Eccellente tenuta all’acqua, resistenza meccanica, ed un confort da stivale da pista qualificano questo prodotto come una grande soluzione. Anche qui, per dovere di cronaca, sottolineo come la mia inesperienza in ambito off-road possa essere determinante nell’analisi del prodotto rispetto al mercato.

Inoltre ho avuto modo ti testare anche l'eccezionale scarpa tecnica Street Ace Air, che oltre a garantire un elevatissimo livello di protezione, come tutti i prodotti TCX, vanta una comodità tale da non farti mai rimpiangere la scelta di una scarpa priva di protezioni in quanto a comodità e fruibilità, anzi: si dimostra superiore in virtù della sua resistenza all'acqua ed all'abrasione della suola, rendendola peraltro più stabile di molte comuni sneakers su fondi bagnati nonostante il design della suola stessa non suggerisca questo inaspettato vantaggio. E non consideratemi un fashion blogger, ora, ma valutate quanto sia importante avere una scarpa che non scivola sul velo d'acqua e sporcizia che vi trovate sotto i piedi quando in una giornata di pioggia vi fermate ad un semaforo...

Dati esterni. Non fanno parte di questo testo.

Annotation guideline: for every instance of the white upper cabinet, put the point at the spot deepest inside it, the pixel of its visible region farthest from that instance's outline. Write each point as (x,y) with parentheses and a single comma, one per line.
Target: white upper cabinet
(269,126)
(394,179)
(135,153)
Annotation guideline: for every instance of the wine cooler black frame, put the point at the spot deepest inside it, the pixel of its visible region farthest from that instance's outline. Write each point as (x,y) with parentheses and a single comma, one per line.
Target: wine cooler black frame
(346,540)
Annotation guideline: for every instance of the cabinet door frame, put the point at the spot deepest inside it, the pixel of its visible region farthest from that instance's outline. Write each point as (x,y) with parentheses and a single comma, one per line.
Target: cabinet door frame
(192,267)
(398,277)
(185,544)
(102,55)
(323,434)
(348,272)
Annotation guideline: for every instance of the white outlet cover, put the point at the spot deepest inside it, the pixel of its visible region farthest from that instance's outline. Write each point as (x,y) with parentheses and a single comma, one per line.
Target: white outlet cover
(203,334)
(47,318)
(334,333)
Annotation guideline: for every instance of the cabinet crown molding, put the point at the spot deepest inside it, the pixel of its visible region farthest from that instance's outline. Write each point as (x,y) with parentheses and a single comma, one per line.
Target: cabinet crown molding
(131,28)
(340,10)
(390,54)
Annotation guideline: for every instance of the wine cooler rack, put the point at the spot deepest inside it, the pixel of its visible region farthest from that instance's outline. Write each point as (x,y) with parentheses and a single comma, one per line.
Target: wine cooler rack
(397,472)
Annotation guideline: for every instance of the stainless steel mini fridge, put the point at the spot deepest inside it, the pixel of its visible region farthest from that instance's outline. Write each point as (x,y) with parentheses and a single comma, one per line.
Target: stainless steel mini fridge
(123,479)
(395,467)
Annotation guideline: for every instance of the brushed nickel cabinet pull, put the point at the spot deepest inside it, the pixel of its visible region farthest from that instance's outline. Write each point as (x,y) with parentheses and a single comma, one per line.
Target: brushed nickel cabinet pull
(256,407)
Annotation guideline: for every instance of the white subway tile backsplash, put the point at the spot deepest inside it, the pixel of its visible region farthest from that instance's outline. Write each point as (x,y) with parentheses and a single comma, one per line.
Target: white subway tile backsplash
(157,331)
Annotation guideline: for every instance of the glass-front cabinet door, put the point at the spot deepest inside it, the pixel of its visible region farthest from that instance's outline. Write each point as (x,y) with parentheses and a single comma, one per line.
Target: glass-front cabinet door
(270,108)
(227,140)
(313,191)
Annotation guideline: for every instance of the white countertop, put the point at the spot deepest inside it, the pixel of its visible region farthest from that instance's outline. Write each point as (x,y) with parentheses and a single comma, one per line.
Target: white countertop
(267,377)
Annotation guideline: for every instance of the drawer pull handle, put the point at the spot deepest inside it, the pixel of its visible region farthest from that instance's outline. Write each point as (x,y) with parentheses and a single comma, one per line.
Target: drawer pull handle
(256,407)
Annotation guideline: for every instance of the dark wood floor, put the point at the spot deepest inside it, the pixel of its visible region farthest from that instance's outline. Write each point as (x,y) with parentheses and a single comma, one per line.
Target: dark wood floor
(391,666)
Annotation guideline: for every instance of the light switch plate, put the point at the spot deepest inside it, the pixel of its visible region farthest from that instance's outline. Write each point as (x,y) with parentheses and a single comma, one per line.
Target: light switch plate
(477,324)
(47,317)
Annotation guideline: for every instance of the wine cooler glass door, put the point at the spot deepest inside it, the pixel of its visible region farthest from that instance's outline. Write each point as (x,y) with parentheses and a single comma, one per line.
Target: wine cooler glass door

Ed infine diamo un occhiata all’abbigliamento personalizzato che l’azienda piemontese Troops Legend ci ha fornito per questa stagione. Posso dire senza ombra di dubbio che è una gran figata, super scenografico e ben realizzato. I pantaloni purtroppo non hanno resistito ad una caduta su una superficie particolarmente dura di un misto terra secca e sasso fermo (ancora mi duole il fianco al pensiero…) e si sono leggermente scuciti, ma nel complesso il tessuto ha resistito bene. La consistenza del pantalone nella parte terminale mi ha dato qualche problema per la chiusura degli stivali, ma è giusto ricordare che il problema principale è la dimensione del mio polpaccio, che mi genera difficoltà con quasi tutte le marche di stivali. La maglietta è molto ben fatta, e posso dire che ad oggi, avendo avuto cura sempre di lavare solo a freddo, non ho riscontrato problemi di perdite di colore o simile. 

Posso dare anche a questo materiale un giudizio finale decisamente buono, con una nota negativa per la tenuta delle cuciture dei pantaloni e l’assenza di tasche, che io ritengo utili.


Io per primo, a nome di tutta la redazione di Sfida da Bar, mi auguro di essere stato utile a tutti i lettori per questi test di lunga durata, consapevole di non aver nascosto nulla a nessuno, e di aver dato il massimo per farvi “sentire” quello che ho provato io, cercando di darvi gli strumenti necessari per avere una vostra opinione a riguardo.



Grazie a tutti per l’attenzione, ed a tutte le aziende per essersi messe in gioco.